Did you watch the ‘Anywhere But Westminster’ video? I realise that the link was wrong for a while, so I don’t blame you if you didn’t. That notwithstanding, all the leave voters who talk to the host never actually say anything about the EU, geopolitics, or trade. It’s all about how their hometown has gone to shit. How they are unemployed and can’t get a job. Or how they are employed but effectively take home less than the minimum wage.
You talk about the ‘social contract’ and the responsibility one has as a member of a society. Fundamentally I agree with you. But someone whose disability benefits have been denied and has to get their meals from a foodbank probably doesn’t care much for the ‘social contract’. Where’s their benefit from it?
It’s all there in the figures. Out of those polled, the most likely people to vote leave were:
- Those with no formal education qualifications (78%) or whose highest qualifications are CSEs or O-levels (61%) [rezzeJ note: These are the old form of GCSEs which are exams that you take at 16.]
- Those with an income of less than £1,200 per month (66%)
- Those in social housing provided by a local authority (70%) or housing association (68%)
- Those finding it difficult to manage financially (70%) or just about getting by (60%)

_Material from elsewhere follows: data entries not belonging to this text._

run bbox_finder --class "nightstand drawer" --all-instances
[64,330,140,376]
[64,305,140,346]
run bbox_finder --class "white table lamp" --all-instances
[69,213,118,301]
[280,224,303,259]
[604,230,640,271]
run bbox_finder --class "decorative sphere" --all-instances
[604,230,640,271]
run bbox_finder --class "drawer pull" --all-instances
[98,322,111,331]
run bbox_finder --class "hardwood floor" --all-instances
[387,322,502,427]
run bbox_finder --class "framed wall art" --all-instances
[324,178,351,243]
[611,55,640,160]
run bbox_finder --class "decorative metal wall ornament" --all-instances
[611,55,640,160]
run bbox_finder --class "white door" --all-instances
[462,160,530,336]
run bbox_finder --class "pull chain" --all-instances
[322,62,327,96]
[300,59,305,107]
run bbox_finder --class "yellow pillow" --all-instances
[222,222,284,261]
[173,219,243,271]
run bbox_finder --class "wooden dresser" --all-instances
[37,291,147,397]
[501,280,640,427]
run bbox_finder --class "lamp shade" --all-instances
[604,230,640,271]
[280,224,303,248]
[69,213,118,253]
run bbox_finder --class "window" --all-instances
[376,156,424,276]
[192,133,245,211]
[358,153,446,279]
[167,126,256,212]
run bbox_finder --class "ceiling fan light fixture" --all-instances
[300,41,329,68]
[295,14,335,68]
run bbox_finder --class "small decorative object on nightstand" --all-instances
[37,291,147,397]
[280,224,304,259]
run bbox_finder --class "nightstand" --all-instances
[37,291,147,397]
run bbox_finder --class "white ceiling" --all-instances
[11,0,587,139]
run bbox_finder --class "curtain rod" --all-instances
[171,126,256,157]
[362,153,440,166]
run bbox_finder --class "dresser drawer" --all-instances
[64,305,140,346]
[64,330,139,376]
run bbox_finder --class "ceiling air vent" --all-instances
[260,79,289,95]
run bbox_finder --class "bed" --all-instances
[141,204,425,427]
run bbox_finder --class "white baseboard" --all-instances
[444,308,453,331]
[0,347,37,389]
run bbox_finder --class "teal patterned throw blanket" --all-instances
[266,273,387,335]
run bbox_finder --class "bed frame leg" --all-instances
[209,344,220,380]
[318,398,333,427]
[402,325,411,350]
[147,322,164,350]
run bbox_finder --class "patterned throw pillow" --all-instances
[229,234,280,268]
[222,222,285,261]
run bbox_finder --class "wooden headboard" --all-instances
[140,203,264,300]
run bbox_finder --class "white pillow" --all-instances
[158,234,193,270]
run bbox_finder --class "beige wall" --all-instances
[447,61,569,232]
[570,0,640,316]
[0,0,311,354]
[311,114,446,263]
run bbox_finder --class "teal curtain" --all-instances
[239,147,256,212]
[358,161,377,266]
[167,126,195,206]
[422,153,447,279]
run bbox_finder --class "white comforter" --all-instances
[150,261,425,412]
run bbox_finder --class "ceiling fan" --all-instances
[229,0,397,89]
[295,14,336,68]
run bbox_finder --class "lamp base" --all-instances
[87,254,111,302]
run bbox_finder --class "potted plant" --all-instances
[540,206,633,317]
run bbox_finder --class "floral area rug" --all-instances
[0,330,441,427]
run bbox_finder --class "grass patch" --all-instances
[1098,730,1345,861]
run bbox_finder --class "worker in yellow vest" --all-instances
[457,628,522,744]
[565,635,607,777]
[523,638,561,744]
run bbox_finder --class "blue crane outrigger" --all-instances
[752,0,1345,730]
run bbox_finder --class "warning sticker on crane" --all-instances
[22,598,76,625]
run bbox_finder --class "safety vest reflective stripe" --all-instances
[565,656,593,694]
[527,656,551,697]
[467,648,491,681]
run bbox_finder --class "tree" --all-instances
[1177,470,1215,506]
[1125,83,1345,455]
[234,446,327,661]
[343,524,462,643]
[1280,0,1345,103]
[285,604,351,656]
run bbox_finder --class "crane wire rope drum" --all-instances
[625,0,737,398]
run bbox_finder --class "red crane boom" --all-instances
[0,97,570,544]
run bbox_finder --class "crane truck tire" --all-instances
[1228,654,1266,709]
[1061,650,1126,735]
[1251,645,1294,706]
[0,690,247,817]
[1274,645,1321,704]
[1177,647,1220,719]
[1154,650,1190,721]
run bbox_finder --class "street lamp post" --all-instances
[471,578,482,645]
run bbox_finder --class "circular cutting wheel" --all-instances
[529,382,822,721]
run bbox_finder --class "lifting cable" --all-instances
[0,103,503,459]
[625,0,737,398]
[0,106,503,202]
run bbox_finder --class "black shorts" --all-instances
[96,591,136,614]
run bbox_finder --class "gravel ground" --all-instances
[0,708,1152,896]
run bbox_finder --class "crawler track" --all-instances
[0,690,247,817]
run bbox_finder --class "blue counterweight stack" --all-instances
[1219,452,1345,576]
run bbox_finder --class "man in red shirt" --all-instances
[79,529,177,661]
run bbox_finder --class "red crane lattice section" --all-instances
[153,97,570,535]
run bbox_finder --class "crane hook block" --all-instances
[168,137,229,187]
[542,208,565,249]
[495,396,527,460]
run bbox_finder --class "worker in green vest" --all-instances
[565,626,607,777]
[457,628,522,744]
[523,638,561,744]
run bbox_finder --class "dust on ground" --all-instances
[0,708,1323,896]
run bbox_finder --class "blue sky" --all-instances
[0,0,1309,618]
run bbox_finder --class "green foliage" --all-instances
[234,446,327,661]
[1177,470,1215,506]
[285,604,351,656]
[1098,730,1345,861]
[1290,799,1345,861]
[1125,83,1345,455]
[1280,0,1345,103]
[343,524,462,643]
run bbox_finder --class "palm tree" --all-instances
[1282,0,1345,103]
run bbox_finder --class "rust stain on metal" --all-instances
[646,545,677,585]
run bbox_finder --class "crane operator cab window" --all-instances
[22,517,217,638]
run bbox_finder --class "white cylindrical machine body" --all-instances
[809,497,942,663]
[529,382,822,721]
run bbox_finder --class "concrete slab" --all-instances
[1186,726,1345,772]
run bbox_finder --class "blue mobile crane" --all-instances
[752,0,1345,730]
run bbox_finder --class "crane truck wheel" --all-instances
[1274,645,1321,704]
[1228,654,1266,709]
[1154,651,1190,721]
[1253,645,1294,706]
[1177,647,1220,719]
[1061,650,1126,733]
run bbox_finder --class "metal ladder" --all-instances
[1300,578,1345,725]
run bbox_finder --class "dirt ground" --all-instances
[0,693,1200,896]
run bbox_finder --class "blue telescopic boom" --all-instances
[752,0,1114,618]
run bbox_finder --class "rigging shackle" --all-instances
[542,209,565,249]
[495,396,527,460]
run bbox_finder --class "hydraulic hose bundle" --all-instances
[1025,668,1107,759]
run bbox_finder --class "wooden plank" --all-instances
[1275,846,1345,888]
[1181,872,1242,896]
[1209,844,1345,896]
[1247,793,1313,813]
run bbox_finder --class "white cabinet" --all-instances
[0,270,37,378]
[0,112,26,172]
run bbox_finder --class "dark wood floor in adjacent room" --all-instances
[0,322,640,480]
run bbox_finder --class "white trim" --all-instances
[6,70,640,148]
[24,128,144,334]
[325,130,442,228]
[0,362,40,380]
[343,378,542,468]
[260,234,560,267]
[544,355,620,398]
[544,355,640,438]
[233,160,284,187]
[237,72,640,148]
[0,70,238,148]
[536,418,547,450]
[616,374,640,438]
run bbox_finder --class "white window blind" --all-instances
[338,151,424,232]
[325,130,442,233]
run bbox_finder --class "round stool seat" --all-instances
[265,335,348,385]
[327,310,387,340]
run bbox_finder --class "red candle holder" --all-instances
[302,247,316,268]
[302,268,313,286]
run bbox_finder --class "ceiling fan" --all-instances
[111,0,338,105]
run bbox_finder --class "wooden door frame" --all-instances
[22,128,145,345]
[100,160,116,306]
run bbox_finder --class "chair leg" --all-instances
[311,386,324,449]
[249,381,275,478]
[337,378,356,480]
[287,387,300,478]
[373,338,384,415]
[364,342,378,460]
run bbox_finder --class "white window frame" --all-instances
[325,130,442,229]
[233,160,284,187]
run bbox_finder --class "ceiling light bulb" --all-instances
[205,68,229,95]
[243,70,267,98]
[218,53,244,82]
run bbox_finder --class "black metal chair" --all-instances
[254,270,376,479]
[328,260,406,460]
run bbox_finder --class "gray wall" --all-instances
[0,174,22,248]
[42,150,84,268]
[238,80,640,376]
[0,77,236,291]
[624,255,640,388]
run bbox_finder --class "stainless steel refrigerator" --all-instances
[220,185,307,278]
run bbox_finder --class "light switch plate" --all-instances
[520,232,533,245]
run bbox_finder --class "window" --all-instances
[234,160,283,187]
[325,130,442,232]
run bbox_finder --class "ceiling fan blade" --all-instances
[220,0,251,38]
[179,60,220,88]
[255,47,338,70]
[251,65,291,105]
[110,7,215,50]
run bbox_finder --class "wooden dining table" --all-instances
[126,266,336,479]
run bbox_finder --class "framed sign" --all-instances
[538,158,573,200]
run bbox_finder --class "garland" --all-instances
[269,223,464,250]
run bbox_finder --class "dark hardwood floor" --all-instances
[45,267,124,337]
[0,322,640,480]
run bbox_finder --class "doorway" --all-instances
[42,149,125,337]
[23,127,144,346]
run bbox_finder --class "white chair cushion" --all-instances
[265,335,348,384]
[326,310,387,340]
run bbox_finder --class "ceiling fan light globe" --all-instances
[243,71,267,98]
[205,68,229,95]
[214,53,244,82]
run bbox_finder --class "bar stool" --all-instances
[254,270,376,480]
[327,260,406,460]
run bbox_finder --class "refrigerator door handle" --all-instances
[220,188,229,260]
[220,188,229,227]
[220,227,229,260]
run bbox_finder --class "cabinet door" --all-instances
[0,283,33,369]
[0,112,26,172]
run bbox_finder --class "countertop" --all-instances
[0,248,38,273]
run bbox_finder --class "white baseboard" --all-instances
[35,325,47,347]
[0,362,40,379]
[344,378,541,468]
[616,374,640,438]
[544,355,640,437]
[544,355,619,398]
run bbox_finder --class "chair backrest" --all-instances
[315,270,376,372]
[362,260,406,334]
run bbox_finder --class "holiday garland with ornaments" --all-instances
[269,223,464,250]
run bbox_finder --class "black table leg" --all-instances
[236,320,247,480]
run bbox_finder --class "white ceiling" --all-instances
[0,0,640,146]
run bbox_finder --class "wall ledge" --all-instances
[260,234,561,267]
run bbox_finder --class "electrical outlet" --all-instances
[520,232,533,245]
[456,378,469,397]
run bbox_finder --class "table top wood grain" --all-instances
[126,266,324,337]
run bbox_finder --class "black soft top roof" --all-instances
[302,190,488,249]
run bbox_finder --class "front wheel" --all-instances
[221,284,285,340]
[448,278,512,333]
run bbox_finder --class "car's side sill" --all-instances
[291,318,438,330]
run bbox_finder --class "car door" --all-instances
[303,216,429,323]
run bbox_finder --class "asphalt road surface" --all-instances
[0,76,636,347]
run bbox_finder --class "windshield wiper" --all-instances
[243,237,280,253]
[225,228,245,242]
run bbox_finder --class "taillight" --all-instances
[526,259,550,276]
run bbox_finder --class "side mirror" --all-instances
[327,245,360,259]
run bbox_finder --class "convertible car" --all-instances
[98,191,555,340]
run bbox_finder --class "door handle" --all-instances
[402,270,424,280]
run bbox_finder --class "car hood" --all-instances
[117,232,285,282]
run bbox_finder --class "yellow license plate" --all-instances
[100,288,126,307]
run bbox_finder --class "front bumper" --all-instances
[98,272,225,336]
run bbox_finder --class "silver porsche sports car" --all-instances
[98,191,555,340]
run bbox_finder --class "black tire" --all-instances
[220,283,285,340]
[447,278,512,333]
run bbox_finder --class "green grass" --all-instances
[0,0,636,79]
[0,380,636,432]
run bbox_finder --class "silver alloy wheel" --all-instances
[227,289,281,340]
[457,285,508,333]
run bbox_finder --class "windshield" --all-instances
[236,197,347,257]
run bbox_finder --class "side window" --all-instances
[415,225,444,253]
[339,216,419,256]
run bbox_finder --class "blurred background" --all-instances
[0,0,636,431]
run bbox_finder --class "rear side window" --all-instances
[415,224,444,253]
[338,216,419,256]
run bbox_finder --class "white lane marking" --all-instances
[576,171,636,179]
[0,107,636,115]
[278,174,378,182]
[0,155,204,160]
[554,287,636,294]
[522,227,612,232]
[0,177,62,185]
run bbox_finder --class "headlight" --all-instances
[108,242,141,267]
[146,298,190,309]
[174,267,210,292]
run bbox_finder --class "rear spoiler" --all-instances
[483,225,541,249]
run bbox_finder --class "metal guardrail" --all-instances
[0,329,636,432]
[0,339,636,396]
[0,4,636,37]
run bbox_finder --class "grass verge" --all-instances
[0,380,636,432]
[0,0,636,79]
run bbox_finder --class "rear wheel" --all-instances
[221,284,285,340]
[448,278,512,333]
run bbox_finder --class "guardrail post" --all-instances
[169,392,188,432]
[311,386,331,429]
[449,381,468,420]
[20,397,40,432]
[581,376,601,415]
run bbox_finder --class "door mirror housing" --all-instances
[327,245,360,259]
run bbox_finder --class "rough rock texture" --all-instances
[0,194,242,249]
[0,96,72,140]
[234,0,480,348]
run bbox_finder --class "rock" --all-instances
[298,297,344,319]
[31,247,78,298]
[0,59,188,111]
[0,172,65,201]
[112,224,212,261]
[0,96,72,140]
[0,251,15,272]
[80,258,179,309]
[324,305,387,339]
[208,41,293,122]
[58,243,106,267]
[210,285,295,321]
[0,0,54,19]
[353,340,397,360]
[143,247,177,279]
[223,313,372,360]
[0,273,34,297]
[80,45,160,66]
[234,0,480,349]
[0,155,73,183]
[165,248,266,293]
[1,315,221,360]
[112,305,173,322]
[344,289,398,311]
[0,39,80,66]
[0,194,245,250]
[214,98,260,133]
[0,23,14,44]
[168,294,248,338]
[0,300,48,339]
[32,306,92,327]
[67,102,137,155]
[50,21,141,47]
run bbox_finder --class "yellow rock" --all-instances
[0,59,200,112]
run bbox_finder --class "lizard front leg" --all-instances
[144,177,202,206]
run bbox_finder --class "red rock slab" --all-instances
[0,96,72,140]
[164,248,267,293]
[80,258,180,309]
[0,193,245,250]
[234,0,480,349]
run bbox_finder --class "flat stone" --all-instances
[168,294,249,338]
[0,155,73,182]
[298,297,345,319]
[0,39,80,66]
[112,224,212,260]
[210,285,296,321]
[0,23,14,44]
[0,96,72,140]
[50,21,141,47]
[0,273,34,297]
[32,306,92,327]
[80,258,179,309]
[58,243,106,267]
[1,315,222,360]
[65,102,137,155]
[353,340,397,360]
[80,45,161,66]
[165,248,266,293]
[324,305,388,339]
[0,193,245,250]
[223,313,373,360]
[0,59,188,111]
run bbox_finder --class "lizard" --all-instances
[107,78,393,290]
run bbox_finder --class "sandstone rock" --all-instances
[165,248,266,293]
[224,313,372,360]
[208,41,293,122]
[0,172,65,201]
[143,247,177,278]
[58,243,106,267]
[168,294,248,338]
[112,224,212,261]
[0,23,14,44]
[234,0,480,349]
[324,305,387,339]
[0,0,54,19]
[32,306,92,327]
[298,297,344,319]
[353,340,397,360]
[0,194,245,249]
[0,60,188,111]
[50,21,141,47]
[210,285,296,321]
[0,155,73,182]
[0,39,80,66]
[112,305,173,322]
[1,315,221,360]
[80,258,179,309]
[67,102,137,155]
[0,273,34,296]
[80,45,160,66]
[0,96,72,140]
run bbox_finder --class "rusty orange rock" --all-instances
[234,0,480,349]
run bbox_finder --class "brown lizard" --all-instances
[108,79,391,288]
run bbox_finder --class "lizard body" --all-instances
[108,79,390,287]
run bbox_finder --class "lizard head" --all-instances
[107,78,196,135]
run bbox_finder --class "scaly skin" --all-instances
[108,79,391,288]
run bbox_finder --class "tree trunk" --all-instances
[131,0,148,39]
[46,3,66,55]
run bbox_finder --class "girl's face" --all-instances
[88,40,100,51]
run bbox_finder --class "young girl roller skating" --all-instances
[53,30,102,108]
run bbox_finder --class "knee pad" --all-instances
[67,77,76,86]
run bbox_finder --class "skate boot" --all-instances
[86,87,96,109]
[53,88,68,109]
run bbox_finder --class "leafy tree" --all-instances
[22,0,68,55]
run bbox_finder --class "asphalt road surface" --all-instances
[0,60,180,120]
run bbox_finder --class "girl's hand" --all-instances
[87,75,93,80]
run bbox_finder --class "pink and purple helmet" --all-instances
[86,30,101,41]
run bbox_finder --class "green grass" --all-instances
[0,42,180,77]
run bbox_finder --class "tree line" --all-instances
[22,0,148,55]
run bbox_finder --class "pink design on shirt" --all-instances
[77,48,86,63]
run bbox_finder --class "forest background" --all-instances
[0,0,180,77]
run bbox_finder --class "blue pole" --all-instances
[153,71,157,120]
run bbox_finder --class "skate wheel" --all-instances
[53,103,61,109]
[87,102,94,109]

- Those who believed Britain has got a lot worse in the last ten years (73%)
- Those who think things have got worse for them rather than other people (76%)
- Those who perceive themselves as working class (59%)
- Those who see themselves as English rather than British (74%) or more English than British (62%)
This is particularly telling:
The NatCen Panel post-Referendum survey asked what people thought the current priority for government should be… It is worth noting that Europe and the EU was significantly less likely to be selected overall than every issue other than unemployment, and less likely to be selected than education, the NHS, and immigration for those who voted Leave. This suggests that people were more focused on the domestic issues, rather than the detailed arguments about European relations… Around one in five, even though their underlying preference was to stay in the EU, voted Leave.
And this is reflected by an observation from the host in another of the ‘Anywhere but Westminster’ videos:
[There’s] a hell of a lot of other people who thought that [Brexit] was something that happened 2 years ago. And, for very understandable reasons, they can’t quite fathom why it’s dragging on
That’s the overarching point here. In a lot of ways, the result of the referendum has nothing to do with the EU. A lot of voters didn’t really have a clue about the nature of our relationship with EU. This is highlighted by the fact that even though the true impact of their decision has come to the surface and Vote Leave's lies exposed during the process of trying to leave, most of them still would vote leave again.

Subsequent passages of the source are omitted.